Broadway Casting Directors Union Marches on Broadway Producers’ Office
Broadway actors and stagehands join casting directors in calling out producers’ greed
Broadway casting directors and supporters escalated their campaign for a union contract with a rally today in Shubert Alley and a march through Times Square to the offices of the Broadway League. Casting directors are the only Broadway workers without a union, and they do not get healthcare or retirement contributions from the shows they work for. Casting directors are organizing a union with Teamsters Local 817 and are calling on Broadway producers to negotiate a union contract.
“Casting directors can’t be ignored,” said Tara Rubin, casting director for Jersey Boys, Dear Evan Hansen, and other shows. “Our rally today showed the League the depth of support we have from the Broadway unions and the Broadway community at large. We will continue to rally and speak up and speak out until the League agrees to recognize our union.”
In Shubert Alley, among Broadway’s famous theaters, casting directors chanted and heard from Broadway and union leaders. They then marched through Times Square to the offices of the producers’ association, the Broadway League, distributing flyers to Broadway fans along the way. They erected an inflatable rat outside the office and held signs reading, “Fairness For Casting.”
Broadway producers celebrated a record-setting season last year, in which they grossed $1.5 billion and reached new highs for ticket prices.

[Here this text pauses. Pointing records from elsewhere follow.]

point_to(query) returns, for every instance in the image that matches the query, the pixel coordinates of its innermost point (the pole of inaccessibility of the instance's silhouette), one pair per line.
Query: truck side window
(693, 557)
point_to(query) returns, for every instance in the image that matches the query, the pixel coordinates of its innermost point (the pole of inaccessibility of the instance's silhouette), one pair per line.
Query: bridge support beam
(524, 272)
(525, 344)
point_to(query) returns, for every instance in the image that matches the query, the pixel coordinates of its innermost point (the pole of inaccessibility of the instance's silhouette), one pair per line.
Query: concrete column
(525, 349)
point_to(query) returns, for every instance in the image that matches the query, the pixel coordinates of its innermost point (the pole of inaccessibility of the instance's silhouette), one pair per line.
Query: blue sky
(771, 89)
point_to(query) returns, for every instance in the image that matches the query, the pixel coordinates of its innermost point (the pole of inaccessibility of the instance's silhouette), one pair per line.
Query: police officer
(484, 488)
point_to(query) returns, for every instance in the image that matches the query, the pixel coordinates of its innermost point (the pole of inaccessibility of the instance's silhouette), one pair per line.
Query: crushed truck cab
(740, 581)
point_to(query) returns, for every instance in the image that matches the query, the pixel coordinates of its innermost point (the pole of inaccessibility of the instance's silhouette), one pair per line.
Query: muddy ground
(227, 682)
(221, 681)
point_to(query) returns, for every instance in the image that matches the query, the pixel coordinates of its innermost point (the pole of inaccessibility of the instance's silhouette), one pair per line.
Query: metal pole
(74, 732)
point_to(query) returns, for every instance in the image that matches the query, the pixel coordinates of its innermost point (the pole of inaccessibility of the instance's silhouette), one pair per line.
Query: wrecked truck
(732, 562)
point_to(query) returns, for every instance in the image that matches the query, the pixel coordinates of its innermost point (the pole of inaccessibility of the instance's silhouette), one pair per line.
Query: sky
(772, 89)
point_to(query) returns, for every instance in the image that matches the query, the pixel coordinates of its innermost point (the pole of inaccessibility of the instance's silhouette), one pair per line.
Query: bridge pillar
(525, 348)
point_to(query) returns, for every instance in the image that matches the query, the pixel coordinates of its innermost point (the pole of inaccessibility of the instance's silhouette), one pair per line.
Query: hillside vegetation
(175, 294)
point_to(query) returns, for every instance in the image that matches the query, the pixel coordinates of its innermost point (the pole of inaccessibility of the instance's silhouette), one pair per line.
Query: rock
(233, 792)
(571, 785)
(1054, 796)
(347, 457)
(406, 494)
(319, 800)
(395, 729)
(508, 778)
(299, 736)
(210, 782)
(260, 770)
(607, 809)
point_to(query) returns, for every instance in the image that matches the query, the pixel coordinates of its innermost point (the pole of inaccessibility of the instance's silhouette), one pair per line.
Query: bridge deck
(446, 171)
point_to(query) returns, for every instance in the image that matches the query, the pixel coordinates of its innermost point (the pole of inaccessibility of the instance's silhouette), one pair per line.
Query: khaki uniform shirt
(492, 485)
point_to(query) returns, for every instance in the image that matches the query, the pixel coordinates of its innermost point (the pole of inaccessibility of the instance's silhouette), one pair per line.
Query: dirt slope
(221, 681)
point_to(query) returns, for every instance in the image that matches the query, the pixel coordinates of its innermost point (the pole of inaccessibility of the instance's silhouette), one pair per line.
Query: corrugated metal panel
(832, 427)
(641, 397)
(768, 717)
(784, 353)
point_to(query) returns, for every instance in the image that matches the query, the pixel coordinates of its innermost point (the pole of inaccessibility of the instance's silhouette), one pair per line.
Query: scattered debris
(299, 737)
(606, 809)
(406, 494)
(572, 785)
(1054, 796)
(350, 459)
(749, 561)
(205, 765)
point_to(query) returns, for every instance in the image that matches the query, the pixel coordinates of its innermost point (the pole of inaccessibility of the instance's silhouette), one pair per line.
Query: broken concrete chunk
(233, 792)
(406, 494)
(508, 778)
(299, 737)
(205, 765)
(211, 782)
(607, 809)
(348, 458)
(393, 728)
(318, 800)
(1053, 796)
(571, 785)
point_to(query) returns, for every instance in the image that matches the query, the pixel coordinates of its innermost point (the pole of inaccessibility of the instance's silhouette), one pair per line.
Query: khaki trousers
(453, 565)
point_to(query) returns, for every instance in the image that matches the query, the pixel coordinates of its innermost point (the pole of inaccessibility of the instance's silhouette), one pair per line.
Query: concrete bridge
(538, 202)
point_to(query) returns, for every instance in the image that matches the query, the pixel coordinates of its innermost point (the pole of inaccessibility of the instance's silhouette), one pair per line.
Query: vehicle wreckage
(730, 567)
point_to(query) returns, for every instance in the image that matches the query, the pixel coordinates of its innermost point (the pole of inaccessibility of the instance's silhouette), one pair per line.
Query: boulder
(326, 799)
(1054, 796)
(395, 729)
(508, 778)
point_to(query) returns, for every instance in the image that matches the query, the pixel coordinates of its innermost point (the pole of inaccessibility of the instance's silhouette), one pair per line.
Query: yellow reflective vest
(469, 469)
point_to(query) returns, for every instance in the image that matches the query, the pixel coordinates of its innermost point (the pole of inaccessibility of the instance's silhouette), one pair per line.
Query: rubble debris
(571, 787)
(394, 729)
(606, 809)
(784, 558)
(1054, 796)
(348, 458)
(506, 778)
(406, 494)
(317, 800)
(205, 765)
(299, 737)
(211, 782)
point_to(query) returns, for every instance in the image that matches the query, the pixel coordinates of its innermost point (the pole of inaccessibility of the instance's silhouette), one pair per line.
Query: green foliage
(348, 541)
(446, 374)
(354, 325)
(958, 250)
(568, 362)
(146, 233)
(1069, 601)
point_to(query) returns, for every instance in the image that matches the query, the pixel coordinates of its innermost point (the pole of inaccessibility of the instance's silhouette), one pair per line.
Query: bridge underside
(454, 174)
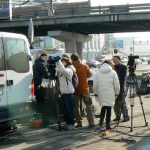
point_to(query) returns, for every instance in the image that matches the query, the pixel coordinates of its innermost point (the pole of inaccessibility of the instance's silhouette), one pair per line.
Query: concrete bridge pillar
(70, 47)
(79, 48)
(73, 41)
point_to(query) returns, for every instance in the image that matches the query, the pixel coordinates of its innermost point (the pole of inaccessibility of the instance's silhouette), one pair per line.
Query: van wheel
(9, 125)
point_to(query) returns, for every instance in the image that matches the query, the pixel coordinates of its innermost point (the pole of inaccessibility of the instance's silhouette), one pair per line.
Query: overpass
(95, 20)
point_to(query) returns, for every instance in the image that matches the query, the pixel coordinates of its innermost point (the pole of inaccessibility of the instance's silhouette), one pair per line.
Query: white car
(138, 61)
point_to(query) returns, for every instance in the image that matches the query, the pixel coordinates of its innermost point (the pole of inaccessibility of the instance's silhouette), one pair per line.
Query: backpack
(75, 80)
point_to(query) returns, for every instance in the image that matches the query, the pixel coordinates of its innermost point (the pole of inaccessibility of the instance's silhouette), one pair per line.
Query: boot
(101, 122)
(108, 125)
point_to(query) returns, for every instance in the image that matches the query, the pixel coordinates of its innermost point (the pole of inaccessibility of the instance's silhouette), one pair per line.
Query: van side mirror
(30, 58)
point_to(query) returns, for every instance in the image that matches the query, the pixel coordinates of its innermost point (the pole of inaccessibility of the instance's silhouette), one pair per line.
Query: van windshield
(16, 55)
(1, 56)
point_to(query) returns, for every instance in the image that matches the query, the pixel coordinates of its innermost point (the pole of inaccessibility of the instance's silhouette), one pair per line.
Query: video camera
(131, 63)
(52, 66)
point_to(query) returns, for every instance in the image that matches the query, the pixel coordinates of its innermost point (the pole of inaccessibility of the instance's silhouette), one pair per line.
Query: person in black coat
(40, 71)
(120, 104)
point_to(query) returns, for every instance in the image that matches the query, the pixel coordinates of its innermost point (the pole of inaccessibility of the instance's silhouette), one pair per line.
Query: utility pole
(133, 46)
(50, 10)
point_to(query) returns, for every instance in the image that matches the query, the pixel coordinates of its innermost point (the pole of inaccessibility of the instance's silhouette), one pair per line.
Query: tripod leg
(131, 128)
(146, 123)
(137, 91)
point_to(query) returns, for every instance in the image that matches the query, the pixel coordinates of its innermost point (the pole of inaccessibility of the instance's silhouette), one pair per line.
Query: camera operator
(82, 91)
(65, 73)
(120, 104)
(40, 71)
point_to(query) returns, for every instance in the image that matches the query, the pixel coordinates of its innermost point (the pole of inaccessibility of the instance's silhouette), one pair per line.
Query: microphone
(115, 51)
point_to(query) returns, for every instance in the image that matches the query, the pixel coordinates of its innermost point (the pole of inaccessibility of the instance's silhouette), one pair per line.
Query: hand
(57, 58)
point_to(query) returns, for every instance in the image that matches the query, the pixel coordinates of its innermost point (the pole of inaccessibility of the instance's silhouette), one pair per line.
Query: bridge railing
(43, 11)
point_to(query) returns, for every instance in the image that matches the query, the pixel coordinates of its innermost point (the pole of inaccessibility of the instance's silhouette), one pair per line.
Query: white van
(15, 76)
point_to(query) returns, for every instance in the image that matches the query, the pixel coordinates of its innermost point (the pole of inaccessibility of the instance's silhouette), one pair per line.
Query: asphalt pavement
(120, 137)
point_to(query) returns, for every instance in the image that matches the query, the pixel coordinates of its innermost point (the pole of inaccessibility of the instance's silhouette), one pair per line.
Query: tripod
(132, 86)
(55, 92)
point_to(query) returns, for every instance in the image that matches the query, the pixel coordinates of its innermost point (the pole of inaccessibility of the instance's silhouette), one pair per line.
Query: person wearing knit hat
(82, 91)
(120, 104)
(65, 73)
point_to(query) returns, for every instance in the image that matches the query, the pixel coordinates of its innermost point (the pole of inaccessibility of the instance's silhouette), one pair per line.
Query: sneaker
(70, 127)
(125, 120)
(116, 119)
(78, 126)
(91, 125)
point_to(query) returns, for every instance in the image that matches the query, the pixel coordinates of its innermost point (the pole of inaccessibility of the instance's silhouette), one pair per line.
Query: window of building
(1, 56)
(16, 55)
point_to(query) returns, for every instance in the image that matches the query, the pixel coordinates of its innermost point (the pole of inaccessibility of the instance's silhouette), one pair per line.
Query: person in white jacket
(106, 87)
(65, 72)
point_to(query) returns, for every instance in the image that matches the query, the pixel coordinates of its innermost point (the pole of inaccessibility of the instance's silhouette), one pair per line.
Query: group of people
(108, 86)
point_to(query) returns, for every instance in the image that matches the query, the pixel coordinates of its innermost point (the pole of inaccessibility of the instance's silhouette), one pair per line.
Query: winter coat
(106, 85)
(83, 72)
(40, 71)
(65, 78)
(122, 73)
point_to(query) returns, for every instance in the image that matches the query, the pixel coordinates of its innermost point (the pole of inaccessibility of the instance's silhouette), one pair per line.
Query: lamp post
(133, 46)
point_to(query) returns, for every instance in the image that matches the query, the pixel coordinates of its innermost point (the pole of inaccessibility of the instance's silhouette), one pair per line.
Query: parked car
(16, 84)
(138, 61)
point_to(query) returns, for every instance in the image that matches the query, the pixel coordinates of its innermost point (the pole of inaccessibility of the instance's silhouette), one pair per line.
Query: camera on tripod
(52, 66)
(131, 63)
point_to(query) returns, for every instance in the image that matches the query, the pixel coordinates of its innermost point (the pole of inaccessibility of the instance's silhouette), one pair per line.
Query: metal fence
(43, 10)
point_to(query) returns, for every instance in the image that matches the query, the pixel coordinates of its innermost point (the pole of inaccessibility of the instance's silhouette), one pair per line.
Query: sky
(112, 2)
(120, 2)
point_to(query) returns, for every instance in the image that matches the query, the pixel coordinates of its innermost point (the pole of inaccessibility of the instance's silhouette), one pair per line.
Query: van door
(3, 93)
(18, 72)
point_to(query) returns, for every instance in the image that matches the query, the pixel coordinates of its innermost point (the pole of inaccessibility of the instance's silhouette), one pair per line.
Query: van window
(17, 55)
(1, 56)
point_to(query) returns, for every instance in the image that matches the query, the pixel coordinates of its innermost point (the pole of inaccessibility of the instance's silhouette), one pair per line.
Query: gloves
(57, 58)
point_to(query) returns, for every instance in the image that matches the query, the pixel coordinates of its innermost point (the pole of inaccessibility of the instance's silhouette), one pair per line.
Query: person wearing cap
(106, 79)
(120, 104)
(65, 72)
(82, 91)
(40, 71)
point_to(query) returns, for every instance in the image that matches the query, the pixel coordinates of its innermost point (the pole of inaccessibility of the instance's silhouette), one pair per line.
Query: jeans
(68, 108)
(88, 102)
(120, 107)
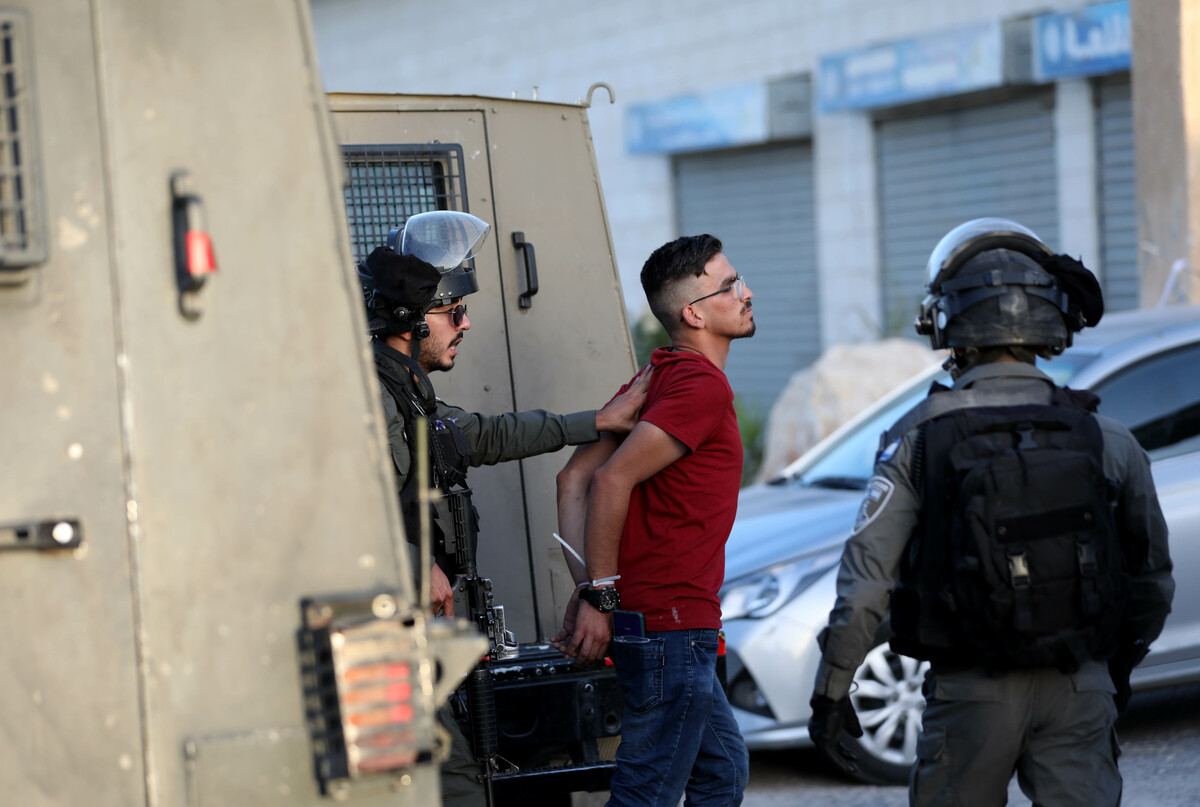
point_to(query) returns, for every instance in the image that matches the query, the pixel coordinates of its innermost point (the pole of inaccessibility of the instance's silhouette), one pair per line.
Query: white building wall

“We aren’t going away until these essential Broadway workers get the fair deal they deserve,” said Tom O’Donnell, President of Teamsters Local 817. “We are talking about healthcare and retirement for about 40 people in an industry that is making billions. It is shameful how Broadway producers are treating their casting directors and we will make sure fans know.”
In recent months, major entertainment stars have announced their support, including Lin-Manuel Miranda, Bette Midler, Alec Baldwin, Nathan Lane, Bryan Cranston, Sally Field, and Allison Janney. Casts from most of the shows on Broadway have posted photos on Instagram and Twitter showing their support with the #FairnessForCasting hashtag. They are joined by 20 Tony-winning actors, directors, and designers.
Over 100 supporters joined casting directors at the rally and march, including other Teamsters members, Broadway actors, stagehands, and other theater workers, and elected officials. “The amount of support casting directors are getting has been amazing,” said O’Donnell.
“The Teamsters are in this fight as long as it takes,” said George Miranda, President of Teamsters Joint Council 16, which represents 120,000 workers across downstate New York. “Broadway casting directors have our full support and they should know that 1.4 million Teamsters across the country stand behind them. It is time for Broadway producers to come to table and give these workers the healthcare, retirement, and union contract they deserve.”
“The Associated Musicians of Greater New York Local 802 AFM is one of Broadway’s oldest unions and we have seen first hand the beneficial impact that fair representation and collective action can have on the artistic and economic vibrancy of the industry,” said Tino Gagliardi, President, Local 802 AFM. “Broadway is booming thanks to the creativity, expertise and skill of the thousands of performers, craftspeople and workers that make these world-class productions possible. If that is to continue, we must ensure that everyone who works in the industry not only have the representation they deserve but the strength and support they need to ensure that they receive the fair wages, benefits and protections they need to live, work and raise a family in New York City.”
Unlike Broadway, the film and television industries have negotiated union contracts with casting directors for more than a decade. Many entertainment companies – like Disney, Warner Brothers, and Universal – use union casting directors for their films while refusing to do so for Broadway shows.
Casting directors are the creative vision behind the dynamic casts that make Broadway shows a success. They are involved in a production from the beginning, assembling actors for readings or workshops, to the end, recasting roles and scouting new talent. Casting directors can work for months or years on a show before they get a formal contract from the producer.
Casting directors and Teamsters Local 817 will continue their campaign and appeals to Broadway fans until Broadway producers agree to negotiate a union contract.